Sur la carte au 1/25.000 que nous reproduisons, ce mot est encerclé de rouge.
Merci à Bernard ALLIEZ pour faire connaître l'existence de cette édifice. Mais, pour en comprendre l'histoire, l'auteur donne plusieurs hypothèses dont deux méritent une remarque:
1 - Il donne à cette ruine une identité pisane du XIIème ou XIIIème siècle "comme en témoigne son orientation vers l'est". Mais toutes les églises sont placées ainsi. La coutume de placer le chœur face au soleil levant, symbole de résurrection, avait commencé, semble-t-il, en Grèce, Asie Mineure et Afrique du nord, avant le Vème siècle et était devenue une règle quasi générale aux XIème-XIIème siècles. A Poggiolo et Guagno-les-Bains, les trois édifices catholiques (voir article de H. et P. DUBREUIL) ont cette orientation.

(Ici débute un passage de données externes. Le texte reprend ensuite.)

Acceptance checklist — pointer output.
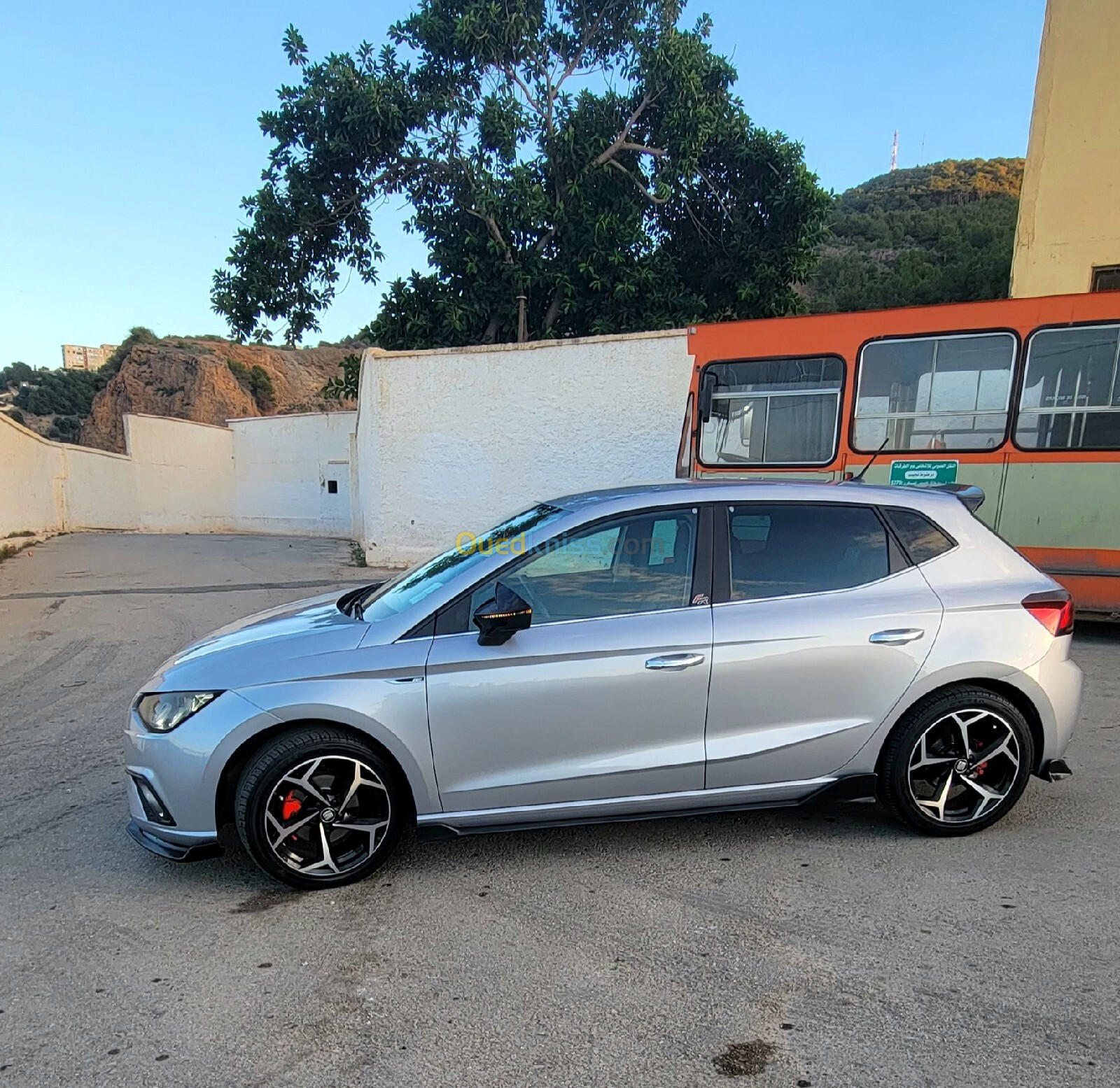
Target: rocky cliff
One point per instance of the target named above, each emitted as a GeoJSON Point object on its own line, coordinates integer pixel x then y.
{"type": "Point", "coordinates": [210, 382]}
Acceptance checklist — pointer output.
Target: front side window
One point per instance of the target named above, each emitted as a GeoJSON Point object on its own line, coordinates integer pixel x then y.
{"type": "Point", "coordinates": [638, 563]}
{"type": "Point", "coordinates": [787, 549]}
{"type": "Point", "coordinates": [772, 412]}
{"type": "Point", "coordinates": [934, 393]}
{"type": "Point", "coordinates": [1071, 395]}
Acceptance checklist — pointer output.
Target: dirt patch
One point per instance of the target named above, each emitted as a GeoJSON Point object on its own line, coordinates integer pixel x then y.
{"type": "Point", "coordinates": [263, 900]}
{"type": "Point", "coordinates": [744, 1059]}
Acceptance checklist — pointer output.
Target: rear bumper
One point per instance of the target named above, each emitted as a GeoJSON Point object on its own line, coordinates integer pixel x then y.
{"type": "Point", "coordinates": [200, 850]}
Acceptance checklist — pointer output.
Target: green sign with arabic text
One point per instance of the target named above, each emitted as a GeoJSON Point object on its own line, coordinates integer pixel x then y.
{"type": "Point", "coordinates": [923, 474]}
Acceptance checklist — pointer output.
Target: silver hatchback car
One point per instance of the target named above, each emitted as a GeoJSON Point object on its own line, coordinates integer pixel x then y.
{"type": "Point", "coordinates": [645, 651]}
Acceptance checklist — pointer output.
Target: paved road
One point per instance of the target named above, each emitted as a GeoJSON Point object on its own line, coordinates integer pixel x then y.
{"type": "Point", "coordinates": [827, 948]}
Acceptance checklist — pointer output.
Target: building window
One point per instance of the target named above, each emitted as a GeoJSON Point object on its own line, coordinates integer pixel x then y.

2 - Bernard ALLIEZ se demande également pourquoi le lieu a été abandonné et se demande si l'abandon ne serait pas "la suite de la politique de "dezabitationne" après la guerre de Sampiero Corso". Il y a là confusion entre deux événements. La "guerre de Sampiero" se déroula entre 1564 et 1569. Le chef militaire voulait libérer la Corse de la tutelle génoise. Il échoua et mourut dans une embuscade. Son échec ne provoqua pas de représailles plus graves que dans des périodes de guerre habituelles. Par contre, la politique de destruction et de déportation avait bien été pratiquée au siècle précédent. Elle est bien résumée par Xavier PAOLI dans son "Histoire abrégée du village avant 1914":
"A la fin du XV°, la défaite des Cinarchese Giovan Paulo et Ranuccio da Leca face aux Génois de l'Office San Giorgio donna l'occasion à ceux-ci de se débarrasser de façon radicale d'une résistance qui les exaspérait. En 1489, le commissaire génois Ambroggio de Negri fit détruire et incendier les maisons et déporter dans le Celavo et en Cinarca la population de la piève."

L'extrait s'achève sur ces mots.